A new report by JMP Securities looked at the current merger and acquisition environment and what it means for independent advisory firms (IAFs). Analysts believe that a recent rebound in M&A activity is a positive for the space.
Slow Start
After a slow start to 2015, analysts note that M&A activity seems to be accelerating. According to the report, advisory volumes climbed an impressive 40 percent in March compared to January and February levels.
Analysts see Evercore Partners Inc. EVR 0.67%, Greenhill & Co., Inc. GHL 0.05%, Lazard Ltd LAZ 1.02%, Moelis & Co MC 0.24% as well-positioned to capitalize on growing M&A activity.

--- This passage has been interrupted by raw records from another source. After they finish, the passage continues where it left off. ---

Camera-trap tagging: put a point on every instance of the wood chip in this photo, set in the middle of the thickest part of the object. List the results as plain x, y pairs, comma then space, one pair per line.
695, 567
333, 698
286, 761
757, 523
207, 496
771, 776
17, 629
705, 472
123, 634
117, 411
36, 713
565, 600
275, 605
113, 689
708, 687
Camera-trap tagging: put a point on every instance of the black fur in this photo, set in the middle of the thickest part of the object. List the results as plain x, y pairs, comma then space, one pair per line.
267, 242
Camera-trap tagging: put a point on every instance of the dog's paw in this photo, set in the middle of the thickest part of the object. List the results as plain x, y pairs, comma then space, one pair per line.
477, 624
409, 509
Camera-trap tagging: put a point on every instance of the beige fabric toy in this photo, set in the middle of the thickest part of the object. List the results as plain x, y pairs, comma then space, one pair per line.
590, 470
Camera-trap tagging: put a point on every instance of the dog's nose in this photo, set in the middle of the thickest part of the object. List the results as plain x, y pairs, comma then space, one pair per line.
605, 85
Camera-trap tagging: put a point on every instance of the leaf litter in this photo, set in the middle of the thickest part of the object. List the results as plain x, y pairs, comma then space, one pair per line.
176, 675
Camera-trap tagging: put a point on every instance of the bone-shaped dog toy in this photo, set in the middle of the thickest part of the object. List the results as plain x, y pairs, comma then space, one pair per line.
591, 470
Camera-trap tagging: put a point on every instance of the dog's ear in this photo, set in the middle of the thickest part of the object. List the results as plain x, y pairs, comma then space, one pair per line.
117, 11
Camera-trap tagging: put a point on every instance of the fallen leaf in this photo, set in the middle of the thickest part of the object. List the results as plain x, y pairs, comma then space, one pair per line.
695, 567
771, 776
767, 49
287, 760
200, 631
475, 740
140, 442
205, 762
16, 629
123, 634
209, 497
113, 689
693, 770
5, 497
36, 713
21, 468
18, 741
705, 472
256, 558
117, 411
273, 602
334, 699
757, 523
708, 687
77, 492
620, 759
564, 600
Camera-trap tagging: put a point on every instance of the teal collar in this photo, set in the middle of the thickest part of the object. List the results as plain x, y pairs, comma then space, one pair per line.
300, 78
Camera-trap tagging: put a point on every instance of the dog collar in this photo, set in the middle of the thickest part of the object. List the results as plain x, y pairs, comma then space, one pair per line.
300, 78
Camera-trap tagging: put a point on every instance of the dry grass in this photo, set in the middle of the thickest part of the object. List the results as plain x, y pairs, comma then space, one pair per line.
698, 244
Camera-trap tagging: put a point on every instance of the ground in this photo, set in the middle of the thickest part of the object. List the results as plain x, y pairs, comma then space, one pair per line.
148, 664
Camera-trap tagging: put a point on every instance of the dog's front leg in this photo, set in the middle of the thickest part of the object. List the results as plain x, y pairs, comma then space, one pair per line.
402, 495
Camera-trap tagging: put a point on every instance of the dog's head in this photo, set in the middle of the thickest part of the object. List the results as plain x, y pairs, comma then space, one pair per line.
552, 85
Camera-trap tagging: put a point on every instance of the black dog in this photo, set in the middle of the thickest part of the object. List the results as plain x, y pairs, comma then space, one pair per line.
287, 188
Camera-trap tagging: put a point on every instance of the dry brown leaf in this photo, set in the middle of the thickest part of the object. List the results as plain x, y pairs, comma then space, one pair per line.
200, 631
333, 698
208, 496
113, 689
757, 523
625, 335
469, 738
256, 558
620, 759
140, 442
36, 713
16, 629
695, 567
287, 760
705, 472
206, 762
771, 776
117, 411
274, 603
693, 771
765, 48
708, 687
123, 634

Analysts predict that Q1 will likely be the toughest quarter of the year for the group due to the timing of deal closings.
Overall, they are calling for an increase in 2015 revenue compared to 2014, but the biggest jump in revenue will come later in the year.
Getting Back To Normal
More than six years removed from the worst of the Financial Crisis, analysts believe that M&A activity is still in the process of recovering to normalized levels. According to the report, analysts do not feel that the potential for further upside in M&A activity is priced into IAF stocks.
“Given our view that there is still upside potential to normalized earnings for the group, and multiples are generally reasonable to attractive after contracting in 2014 (and further into 2015), we see room for the advisory firms to move higher,” analysts explained.
Stock Picks
JMP has a Market Outperform rating on Evercore, Lazard and Moelis and a Market Perform rating on Greenhill. The report lists Lazard as JMP’s top pick in the space.